The increase in tax revenues should be appreciated as Pakistan is plagued with low tax to GDP ratio which clearly indicates vast tax evasion. Tax revenue targets in Pakistan are mostly set without considering the targets achieved or missed in the preceding year. The targets are aimed at putting pressure on the bureaucracy to increase tax collection either by adding new taxpayers in the tax net or by plugging the under-filing by existing taxpayers. It is also an established fact that besides tax evasion, a wide majority of registered taxpayers conceal their actual sales and production thereby paying lower income and sales tax. At import level, the importers clear their goods at very low declared values to avoid multiple import levies.
Normally the tax revenues also register increase if there is higher inflation than previous year and the domestic currency is heavily devalued. Moreover accelerated GDP growth also contributes to higher tax collection. This is termed as a natural growth of taxes. This year, however, the average inflation in the first nine months of this fiscal is lower than the inflation during the corresponding nine months of last fiscal. The rupee has remained stable and the GDP growth is slightly above last year’s level. All these factors do not favour higher tax collection. Still, a growth of 18.2 percent in tax revenue from 1.653 trillion rupees in the first nine months of last fiscal to 1.955 trillion rupees in the same period of this fiscal belies the traditional logic.

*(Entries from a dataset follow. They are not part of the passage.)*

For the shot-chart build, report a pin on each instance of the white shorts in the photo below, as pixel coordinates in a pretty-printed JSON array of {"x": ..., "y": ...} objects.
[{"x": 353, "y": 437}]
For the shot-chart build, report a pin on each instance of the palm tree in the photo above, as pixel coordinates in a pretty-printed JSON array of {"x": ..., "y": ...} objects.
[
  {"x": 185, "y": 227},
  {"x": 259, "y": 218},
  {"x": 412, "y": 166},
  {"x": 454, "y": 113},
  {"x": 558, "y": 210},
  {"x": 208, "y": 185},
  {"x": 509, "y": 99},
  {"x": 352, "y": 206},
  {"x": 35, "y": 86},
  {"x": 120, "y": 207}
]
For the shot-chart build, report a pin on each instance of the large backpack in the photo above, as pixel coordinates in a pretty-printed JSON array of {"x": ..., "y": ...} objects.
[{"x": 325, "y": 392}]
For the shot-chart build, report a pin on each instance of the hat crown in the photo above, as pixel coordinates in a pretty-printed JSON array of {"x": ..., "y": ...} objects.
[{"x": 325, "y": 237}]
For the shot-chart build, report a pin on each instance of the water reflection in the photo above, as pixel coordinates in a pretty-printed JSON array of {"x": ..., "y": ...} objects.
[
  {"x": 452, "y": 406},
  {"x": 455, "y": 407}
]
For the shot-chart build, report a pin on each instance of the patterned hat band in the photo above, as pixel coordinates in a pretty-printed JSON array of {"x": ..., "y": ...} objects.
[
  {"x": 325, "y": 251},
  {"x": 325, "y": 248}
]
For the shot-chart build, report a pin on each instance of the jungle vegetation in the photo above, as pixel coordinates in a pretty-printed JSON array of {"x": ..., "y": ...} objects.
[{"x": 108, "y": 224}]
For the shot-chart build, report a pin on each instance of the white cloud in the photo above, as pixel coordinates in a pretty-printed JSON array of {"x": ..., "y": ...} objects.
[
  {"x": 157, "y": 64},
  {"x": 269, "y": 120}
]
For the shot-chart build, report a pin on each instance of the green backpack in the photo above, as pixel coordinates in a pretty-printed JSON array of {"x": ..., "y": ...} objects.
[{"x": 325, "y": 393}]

Tax collection in Pakistan has a lot to do with the efforts of the tax collectors. The top tax man and the finance minister have to put constant pressure on the tax collectors to achieve realistically unachievable targets. Prudent managers know that the tax collection of previous years is irrelevant and growth in tax collection cannot be based on the actual collection in the previous year. They fix very high tax collection targets. These targets are termed ambitious or unachievable by some economic experts. What they fail to factor in is the fact that the tax evasion in Pakistan is so high that even doubling the tax revenue target is achievable.
The high growth in tax collection during the first nine months of this fiscal is still below the budgetary target but not far off the mark. What is commendable is that a growth of 18.2 percent in tax revenue has been achieved against all odds. This growth in revenues was achieved because the federal finance minister remained in constant liaison with the tax collecting machinery. He might have missed many meetings with the businessmen and other stakeholders, but he never missed his monthly confrontation with the tax machinery.
The addition in tax revenue was not achieved only by squeezing the existent tax payers, but also by nabbing tax evaders and under-fillers. The pressure on tax collectors should be further increased to enhance the tax-to-GDP ratio that hopefully would touch 10 percent of GDP after more than a decade. It is expected that the government would do away with most of the tax exemptions in the next budget that would provide level playing field to those not availing benefits of exemptions.